We have many tiny and compact Arm Linux SBC on the market today, ranging from NanoPi NEO to Raspberry Pi Zero or Rock Pi S. However, Daniel Palmer is launching a crowdfunding campaign for the BreadBee, which is tiny, but yet fully-functional Linux-based single-board computer designed based on MStar MSC313E Cortex-A7 system-on-chip (SoC) originally aimed at IP cameras. Palmer say:
The BreadBee is based on a relatively unknown IP camera SoC, the MSC313E, from a company called MStar.” He continues “You might have never heard of MStar but you probably have one of their chips in your TV. There are no solutions yet that can run a real OS like Linux that can be integrated by hobbyists into boards from cheap PCB vendors that don’t have show stopping limitations; i.e. the AllWinner V3s is very similar to the SoC used here but it only has one SPI controller that is lost as soon as you put SPI NOR on it… The MSC313E has just enough of the usual microcontroller peripherals to make it useful, comes in a (relatively) easy to work with QFN package, is tiny and costs ~$4. It is a bit harder to integrate into your designs than a microcontroller that requires a single power supply but all of the information you would need to do so is right here. The schematic for the BreadBee is incredibly simple.

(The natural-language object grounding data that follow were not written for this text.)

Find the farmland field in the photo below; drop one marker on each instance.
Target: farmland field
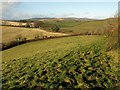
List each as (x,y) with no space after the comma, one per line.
(11,33)
(69,62)
(81,27)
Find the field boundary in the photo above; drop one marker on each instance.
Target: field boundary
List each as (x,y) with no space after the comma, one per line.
(39,39)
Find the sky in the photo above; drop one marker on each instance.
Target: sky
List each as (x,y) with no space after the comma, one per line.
(24,10)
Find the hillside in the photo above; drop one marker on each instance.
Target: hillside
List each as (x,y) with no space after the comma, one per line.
(11,33)
(69,62)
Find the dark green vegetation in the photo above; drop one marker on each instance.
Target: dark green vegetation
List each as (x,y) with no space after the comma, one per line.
(80,27)
(70,62)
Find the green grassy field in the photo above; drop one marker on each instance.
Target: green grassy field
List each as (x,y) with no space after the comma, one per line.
(82,27)
(69,62)
(11,33)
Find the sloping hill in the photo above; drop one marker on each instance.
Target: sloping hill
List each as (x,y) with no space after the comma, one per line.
(11,33)
(69,62)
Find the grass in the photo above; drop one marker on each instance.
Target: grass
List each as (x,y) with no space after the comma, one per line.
(11,33)
(72,26)
(69,62)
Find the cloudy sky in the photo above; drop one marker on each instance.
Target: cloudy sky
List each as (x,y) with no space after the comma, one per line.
(23,10)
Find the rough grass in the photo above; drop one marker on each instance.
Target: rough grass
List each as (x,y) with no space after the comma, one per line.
(72,26)
(70,62)
(11,33)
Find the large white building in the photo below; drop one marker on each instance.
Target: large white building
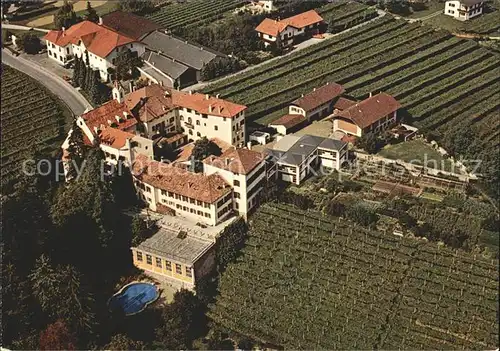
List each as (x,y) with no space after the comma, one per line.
(97,43)
(463,10)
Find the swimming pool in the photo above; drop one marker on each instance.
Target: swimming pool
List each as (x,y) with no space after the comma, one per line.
(133,298)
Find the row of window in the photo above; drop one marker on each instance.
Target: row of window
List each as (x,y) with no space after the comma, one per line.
(185,198)
(168,264)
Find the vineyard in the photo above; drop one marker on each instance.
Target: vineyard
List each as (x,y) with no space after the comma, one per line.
(439,79)
(193,13)
(307,281)
(31,120)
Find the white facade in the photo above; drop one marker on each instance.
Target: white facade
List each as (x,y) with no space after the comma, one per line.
(245,187)
(197,125)
(195,210)
(462,11)
(64,55)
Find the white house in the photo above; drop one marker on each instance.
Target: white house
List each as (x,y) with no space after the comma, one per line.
(463,10)
(285,32)
(374,114)
(299,157)
(245,171)
(98,44)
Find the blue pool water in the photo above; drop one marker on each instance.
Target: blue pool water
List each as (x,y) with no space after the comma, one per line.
(134,298)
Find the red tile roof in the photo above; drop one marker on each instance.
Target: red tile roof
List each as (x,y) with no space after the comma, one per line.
(206,104)
(273,27)
(114,137)
(187,150)
(129,24)
(289,121)
(149,102)
(179,181)
(370,110)
(240,161)
(319,96)
(343,104)
(97,39)
(105,115)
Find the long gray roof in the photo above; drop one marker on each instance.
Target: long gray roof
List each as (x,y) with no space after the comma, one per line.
(165,243)
(302,148)
(179,50)
(166,65)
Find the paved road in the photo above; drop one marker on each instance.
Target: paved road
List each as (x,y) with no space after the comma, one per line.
(75,101)
(301,46)
(18,27)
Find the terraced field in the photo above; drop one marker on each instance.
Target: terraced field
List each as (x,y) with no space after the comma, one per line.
(309,281)
(437,77)
(192,13)
(32,119)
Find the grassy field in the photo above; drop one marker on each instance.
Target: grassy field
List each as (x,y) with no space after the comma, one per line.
(308,281)
(419,153)
(32,120)
(196,12)
(440,80)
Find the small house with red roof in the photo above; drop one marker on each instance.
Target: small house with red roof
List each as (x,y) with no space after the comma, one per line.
(288,31)
(97,43)
(315,105)
(372,115)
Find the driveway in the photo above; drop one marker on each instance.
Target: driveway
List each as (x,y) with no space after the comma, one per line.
(75,101)
(298,47)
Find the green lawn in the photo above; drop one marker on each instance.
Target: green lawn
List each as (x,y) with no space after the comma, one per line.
(432,7)
(417,152)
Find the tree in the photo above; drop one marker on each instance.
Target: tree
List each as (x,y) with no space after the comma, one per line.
(91,14)
(183,322)
(126,63)
(29,43)
(334,208)
(57,337)
(140,230)
(361,215)
(136,6)
(75,151)
(65,16)
(202,149)
(121,342)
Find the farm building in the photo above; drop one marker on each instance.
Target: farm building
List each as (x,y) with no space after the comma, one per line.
(128,24)
(374,114)
(297,157)
(175,256)
(97,42)
(172,61)
(288,31)
(464,10)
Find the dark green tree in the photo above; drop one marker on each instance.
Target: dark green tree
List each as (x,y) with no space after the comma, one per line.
(76,151)
(121,342)
(91,14)
(65,16)
(29,43)
(202,149)
(126,63)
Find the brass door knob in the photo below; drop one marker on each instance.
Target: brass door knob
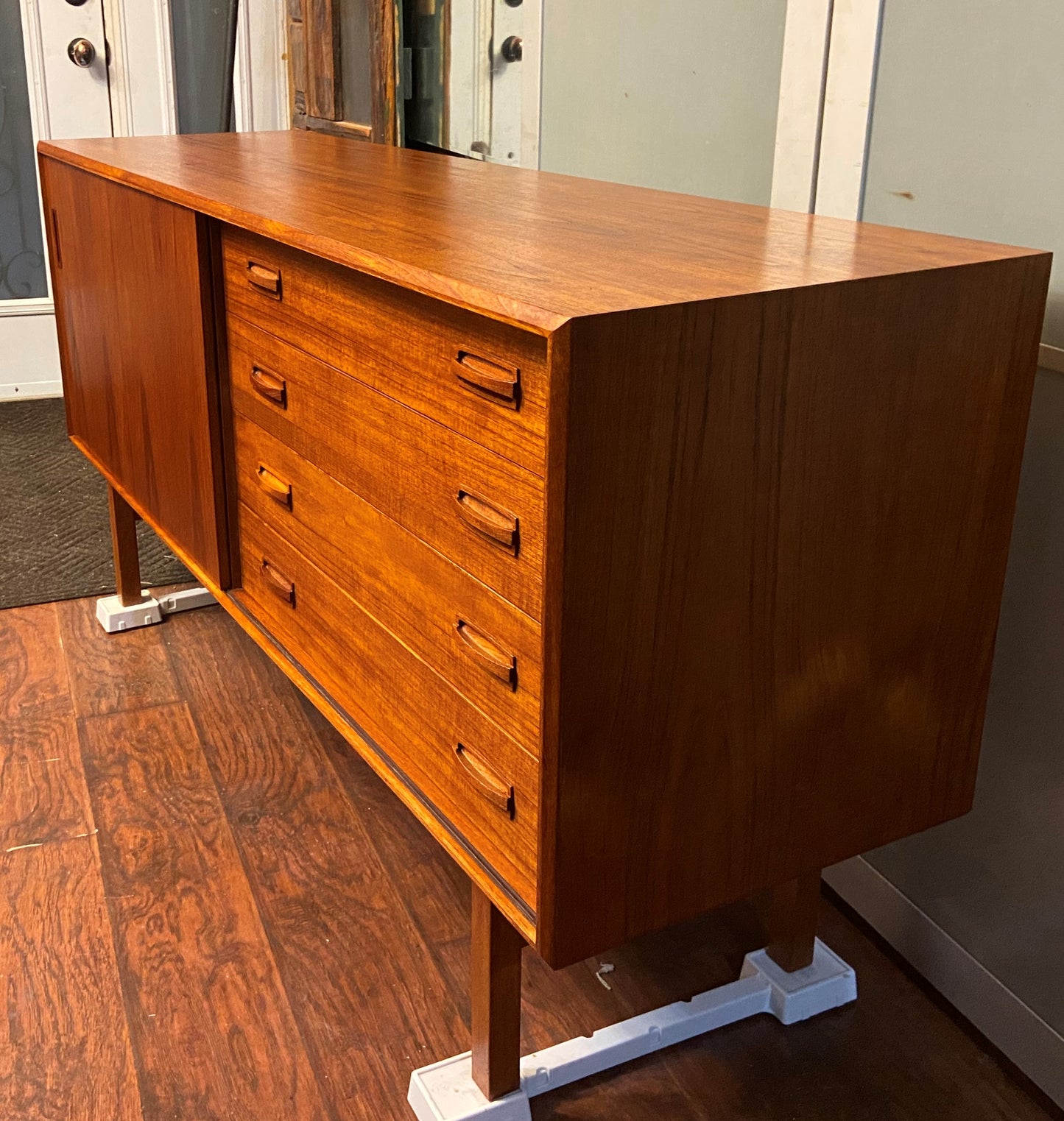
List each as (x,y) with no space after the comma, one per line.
(81,52)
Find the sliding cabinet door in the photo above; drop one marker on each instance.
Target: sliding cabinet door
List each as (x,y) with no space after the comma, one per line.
(133,293)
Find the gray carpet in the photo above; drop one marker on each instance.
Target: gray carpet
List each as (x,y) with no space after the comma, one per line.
(55,536)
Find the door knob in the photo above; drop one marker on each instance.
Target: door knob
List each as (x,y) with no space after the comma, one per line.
(82,53)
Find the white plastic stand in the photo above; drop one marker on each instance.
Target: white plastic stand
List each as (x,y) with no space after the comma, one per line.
(113,615)
(446,1092)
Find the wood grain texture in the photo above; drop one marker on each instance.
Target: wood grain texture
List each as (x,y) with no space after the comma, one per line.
(496,999)
(409,467)
(199,973)
(109,674)
(896,1053)
(64,1046)
(398,342)
(362,987)
(792,921)
(412,714)
(785,542)
(321,28)
(407,587)
(124,546)
(137,351)
(43,795)
(525,247)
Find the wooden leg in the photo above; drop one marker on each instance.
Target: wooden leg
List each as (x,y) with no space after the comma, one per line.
(792,922)
(124,542)
(496,979)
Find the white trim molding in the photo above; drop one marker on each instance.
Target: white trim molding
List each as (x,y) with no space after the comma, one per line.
(141,74)
(802,77)
(849,88)
(1014,1028)
(261,71)
(30,364)
(532,81)
(1051,358)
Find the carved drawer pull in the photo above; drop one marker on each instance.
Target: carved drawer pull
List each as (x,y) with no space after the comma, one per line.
(500,383)
(277,489)
(488,653)
(499,525)
(270,386)
(489,784)
(281,587)
(264,279)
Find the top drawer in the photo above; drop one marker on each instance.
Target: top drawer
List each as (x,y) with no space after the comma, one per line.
(481,378)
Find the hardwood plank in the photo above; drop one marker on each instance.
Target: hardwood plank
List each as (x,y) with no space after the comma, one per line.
(199,975)
(892,1054)
(362,983)
(64,1047)
(525,247)
(43,794)
(113,673)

At 32x30mm (around 1.26×1.18″) in footprint, which is smaller than any Arm Linux SBC on the market today, the compact BreadBee features a wide range of specifications. It includes a single-core 1GHz Arm Cortex-A7 with NEON instructions, 64MB of DDR2 memory, 64kB of static RAM, bootable and memory-mapped SPI-NOR, a 100Mb Ethernet port. It also includes 24-pin dual-row header (2.54mm pitch) with SPI, I2C, 4x 10-bit ADC, 3x UART, GPIOs 21-pin header (1.27mm pitch) with SD/SDIO, USB 2.0, GPIOs, eight pulse-width modulated (PWM) pins, a real-time clock, watchdog timer, SD/SDIO interface, a USB PHY and host/device mux. The networking feature includes 10/100M Ethernet (RJ45).